Travel websites had a rough week leading into this morning's quarterly earnings report out of Expedia (NASDAQ:EXPE). Canaccord Adams analyst Domenic LaCava downgraded Orbitz Worldwide (NYSE:OWW) on Monday, fearing that the struggling portal's emphasis on domestic air travel will sting in the near term. Travel deals publisher Travelzoo (NASDAQ:TZOO) disappointed investors with another horrendous quarterly report on Monday, as global expansion is delivering losses without material top line growth.

Well, here is Expedia to save the day.

The leading travel booking website saw revenue climb 15% to $795 million. LaCava may be concerned about the ability of Orbitz to hold its own stateside, but Expedia sported a 16% boost in gross bookings, with double-digit percentage gains both here and abroad.

The way to Expedia's bottom line wasn't as kind. Net income clocked in flat at $96.1 million. However, share repurchases over the past year helped boost profitability on a per share basis by 10% to $0.33, or $0.40 on an adjusted basis. It is on an adjusted basis that Wall Street was looking for $0.39 a share in earnings on $793 million in revenue.

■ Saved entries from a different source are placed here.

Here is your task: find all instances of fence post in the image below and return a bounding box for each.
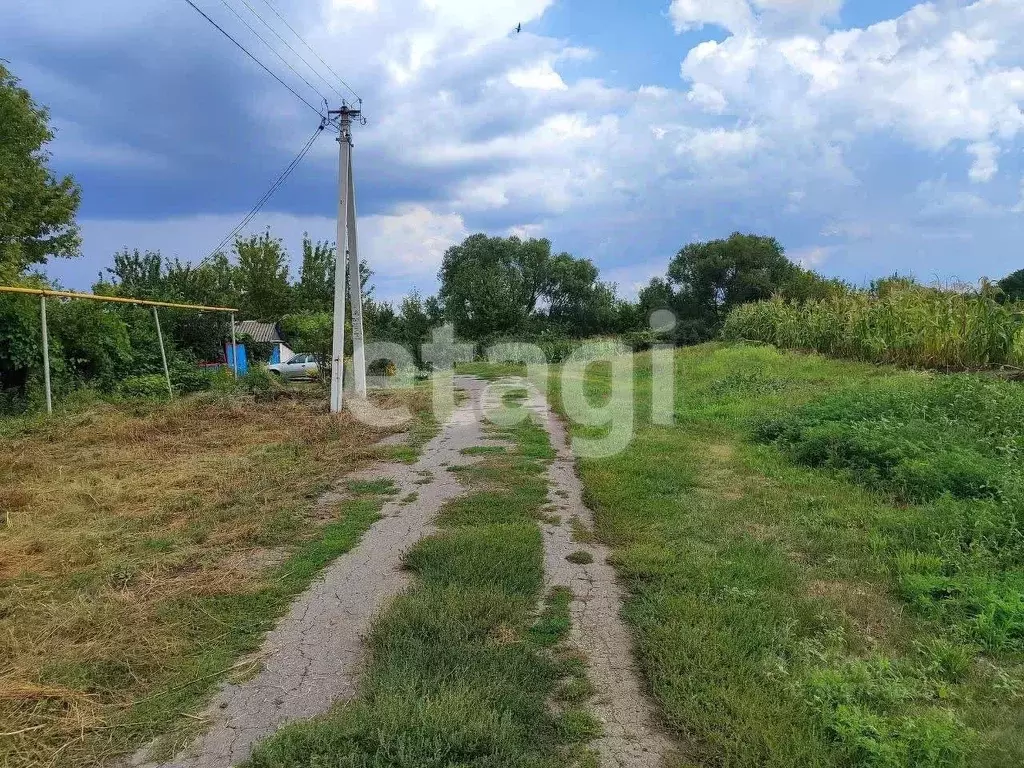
[230,313,239,378]
[152,306,173,398]
[40,296,52,415]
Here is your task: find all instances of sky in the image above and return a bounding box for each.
[4,0,1023,302]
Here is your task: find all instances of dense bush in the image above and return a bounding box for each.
[241,365,275,393]
[169,360,214,394]
[723,279,1024,371]
[119,374,170,400]
[754,373,1024,650]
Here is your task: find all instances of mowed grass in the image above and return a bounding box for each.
[0,387,432,767]
[555,344,1024,767]
[247,418,602,768]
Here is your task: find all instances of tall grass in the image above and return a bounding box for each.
[722,278,1024,371]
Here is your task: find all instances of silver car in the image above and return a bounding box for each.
[267,353,320,381]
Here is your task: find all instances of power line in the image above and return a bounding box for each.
[256,0,362,104]
[200,121,326,265]
[233,0,346,101]
[183,0,324,117]
[216,0,328,105]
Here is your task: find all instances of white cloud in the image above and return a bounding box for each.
[680,0,1024,179]
[670,0,843,34]
[967,141,999,182]
[508,61,568,91]
[670,0,754,35]
[680,126,762,163]
[686,82,727,113]
[13,0,1024,294]
[792,244,831,267]
[329,0,377,12]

Once again, Expedia and Priceline (NASDAQ:PCLN) are proving to be the class of this sector. Expedia isn't growing as quickly as Priceline, but shareholders can't be too envious when their company is delivering respectable revenue growth despite airlines scaling back and fuel-smacked vacationers staying closer to home this year.

Expedia also has other things working in its favor. It is more than just a booking gateway through sites like Expedia, Hotwire, and Hotels.com. The company has been a serious acquirer of travel community hubs like TripAdvisor and more recently Virtual Tourist.

Expedia has also had an early eye on overseas trends, given its stake in China's eLong (NASDAQ:LONG). Yes, eLong is smaller and growing much slower than niche leader Ctrip.com (NASDAQ:CTRP), but it's also one of China's most attractively priced stocks given its generous cash cushion.

So where do we go from here? The sites will probably say the course. Three months from now, we will probably continue to comment on how the smaller sites are still struggling while Expedia and Priceline are gaining at their expense. They are the first-class investing options, while everything else is either sitting in coach or getting bumped off the flight altogether.